Three phase l trials of the rhesus rotavirus (RRV) based quardrivalent vaccine composed of sero-type 3 (RRV), and serotypes 1 (D × RRV), 2 (DS1 × RRV), and 4 (ST3 × RRV) human rotavirus × RRV reassortants] and the M37 (nursery strain) rotavirus vaccine candidates were conducted in an attempt to find a safe and optimally antigenic formulation. Infants 10-20 weeks old received, in trial I, 1) the quadrivalent vaccine as two separate bivalent doses (1 × 10⁴PFUeachof D × RRV and RRV, followed 4 weeks later by 1 × 10⁴ PFU each of DS1 × RRV and ST3 × RRV) or 2) placebo; in trial II, 1) one dose of quadrivalent vaccine (10⁴ PFU of each component), or 2) two doses of quadrivalent vaccine, or 3) a 10⁴ PFU dose of M37 vaccine, or 4) M37 vaccine followed by the quadrivalent vaccine, or 5) placebo; in trial III, 1) a dose of a higher-titered quadrivalent vaccine (10⁵ PFU of each component), or 2) two doses of higher titered quadrivalent vaccine, or 3) a dose of higher titered M37 vaccine (10⁵ PFU) or 4) two doses of M37 vaccine (10⁵ PFU), or 5) M37 vaccine (10⁵ PFU) followed by the higher titered quadrivalent vaccine, or 6) placebo.

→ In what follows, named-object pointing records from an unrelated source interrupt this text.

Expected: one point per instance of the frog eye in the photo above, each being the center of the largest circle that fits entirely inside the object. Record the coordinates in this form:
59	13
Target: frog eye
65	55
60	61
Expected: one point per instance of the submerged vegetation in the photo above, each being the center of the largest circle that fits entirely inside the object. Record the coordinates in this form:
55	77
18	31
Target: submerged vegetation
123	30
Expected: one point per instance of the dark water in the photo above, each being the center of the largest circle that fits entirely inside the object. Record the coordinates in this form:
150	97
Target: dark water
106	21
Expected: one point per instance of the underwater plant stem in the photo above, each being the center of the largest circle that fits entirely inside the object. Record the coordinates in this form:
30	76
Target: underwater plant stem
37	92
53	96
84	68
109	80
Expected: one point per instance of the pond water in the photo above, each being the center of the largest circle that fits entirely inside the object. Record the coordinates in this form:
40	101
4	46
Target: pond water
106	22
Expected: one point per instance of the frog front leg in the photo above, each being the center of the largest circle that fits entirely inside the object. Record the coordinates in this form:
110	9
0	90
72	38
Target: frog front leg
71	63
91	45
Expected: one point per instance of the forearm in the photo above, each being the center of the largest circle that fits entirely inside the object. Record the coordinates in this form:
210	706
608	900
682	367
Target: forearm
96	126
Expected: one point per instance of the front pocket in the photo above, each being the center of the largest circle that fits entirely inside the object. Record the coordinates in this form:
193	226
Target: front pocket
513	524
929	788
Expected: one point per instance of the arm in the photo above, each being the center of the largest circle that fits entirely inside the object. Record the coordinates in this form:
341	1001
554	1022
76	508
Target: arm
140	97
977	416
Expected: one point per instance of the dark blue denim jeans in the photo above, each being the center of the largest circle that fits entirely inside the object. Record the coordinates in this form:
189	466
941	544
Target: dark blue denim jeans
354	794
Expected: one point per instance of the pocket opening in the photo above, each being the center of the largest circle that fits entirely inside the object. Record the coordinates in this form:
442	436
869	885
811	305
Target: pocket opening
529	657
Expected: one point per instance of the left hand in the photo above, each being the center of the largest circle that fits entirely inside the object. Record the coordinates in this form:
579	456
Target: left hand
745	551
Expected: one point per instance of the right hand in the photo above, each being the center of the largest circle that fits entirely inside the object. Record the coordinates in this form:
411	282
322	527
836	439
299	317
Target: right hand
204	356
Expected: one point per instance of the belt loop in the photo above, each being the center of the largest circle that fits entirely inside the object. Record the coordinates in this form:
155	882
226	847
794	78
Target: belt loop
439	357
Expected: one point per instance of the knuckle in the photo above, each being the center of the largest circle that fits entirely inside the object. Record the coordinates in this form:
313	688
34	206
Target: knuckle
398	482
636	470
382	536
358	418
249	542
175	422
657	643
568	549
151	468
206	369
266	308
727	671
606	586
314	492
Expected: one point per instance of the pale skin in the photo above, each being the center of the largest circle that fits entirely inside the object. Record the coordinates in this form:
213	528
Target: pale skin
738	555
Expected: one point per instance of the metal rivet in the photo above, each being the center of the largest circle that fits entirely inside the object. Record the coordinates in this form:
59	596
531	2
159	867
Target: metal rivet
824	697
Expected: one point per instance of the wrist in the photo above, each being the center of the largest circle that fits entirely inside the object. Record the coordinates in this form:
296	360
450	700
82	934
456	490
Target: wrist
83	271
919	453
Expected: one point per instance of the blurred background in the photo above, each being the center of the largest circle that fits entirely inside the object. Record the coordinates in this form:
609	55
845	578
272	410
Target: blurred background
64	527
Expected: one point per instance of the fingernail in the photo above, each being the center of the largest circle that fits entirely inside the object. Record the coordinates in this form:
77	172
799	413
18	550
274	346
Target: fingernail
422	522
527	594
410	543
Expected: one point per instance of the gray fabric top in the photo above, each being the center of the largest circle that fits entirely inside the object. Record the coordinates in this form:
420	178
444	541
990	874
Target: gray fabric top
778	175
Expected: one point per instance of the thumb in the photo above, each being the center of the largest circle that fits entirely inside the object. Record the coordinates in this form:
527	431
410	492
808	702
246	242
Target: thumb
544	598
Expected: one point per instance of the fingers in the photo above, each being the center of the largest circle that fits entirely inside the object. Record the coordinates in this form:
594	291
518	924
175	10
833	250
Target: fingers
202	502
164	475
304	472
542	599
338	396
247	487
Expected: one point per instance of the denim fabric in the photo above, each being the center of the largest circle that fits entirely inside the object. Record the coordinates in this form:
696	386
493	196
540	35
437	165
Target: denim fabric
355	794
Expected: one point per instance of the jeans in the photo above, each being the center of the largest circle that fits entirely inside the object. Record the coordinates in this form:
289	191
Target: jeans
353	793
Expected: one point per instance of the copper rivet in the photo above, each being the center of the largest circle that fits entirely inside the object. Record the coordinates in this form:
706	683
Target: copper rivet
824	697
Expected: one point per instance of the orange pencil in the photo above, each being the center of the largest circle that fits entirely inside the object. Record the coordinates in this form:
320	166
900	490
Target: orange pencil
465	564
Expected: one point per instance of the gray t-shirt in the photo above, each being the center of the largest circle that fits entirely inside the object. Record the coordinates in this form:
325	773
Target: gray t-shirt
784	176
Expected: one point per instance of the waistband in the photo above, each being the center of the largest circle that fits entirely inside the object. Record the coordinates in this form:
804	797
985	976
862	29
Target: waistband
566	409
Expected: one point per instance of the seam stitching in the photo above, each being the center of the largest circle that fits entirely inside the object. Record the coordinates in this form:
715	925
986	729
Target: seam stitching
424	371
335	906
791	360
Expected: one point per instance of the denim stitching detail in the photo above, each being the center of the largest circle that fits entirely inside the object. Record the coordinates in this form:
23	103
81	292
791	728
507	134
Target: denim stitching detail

A mild, transient fever during the first week post-vaccination was associated with the bivalent or quadrivalent vaccines but not with the M37 vaccine. Fourfold or greater serum IgA ELISA responses to rotavirus were observed in 48-92% of the infants receiving quadrivalent vaccine and in 32-50% of those receiving M37 vaccine. Neutralization seroresponses to human rotaviruses in infants receiving quadrivalent vaccine ranged from 9% (to serotype 3 in recipients of the first dose of bivalent vaccine in trial I) to 68% (to serotype 1 in recipients of two doses of higher titered quadrivalent vaccine in trial III). M37 vaccine induced homologous neutralization responses in 33-78% of the infants and responses to human strains sharing its VP7 (Wa) or VP4 (ST3) serotype in 13-35% of the infants. Overall, both vaccine candidates induced a greater number of antibody responses when two doses or a higher titered preparation was administered. © 1994 Wiley-Liss, Inc.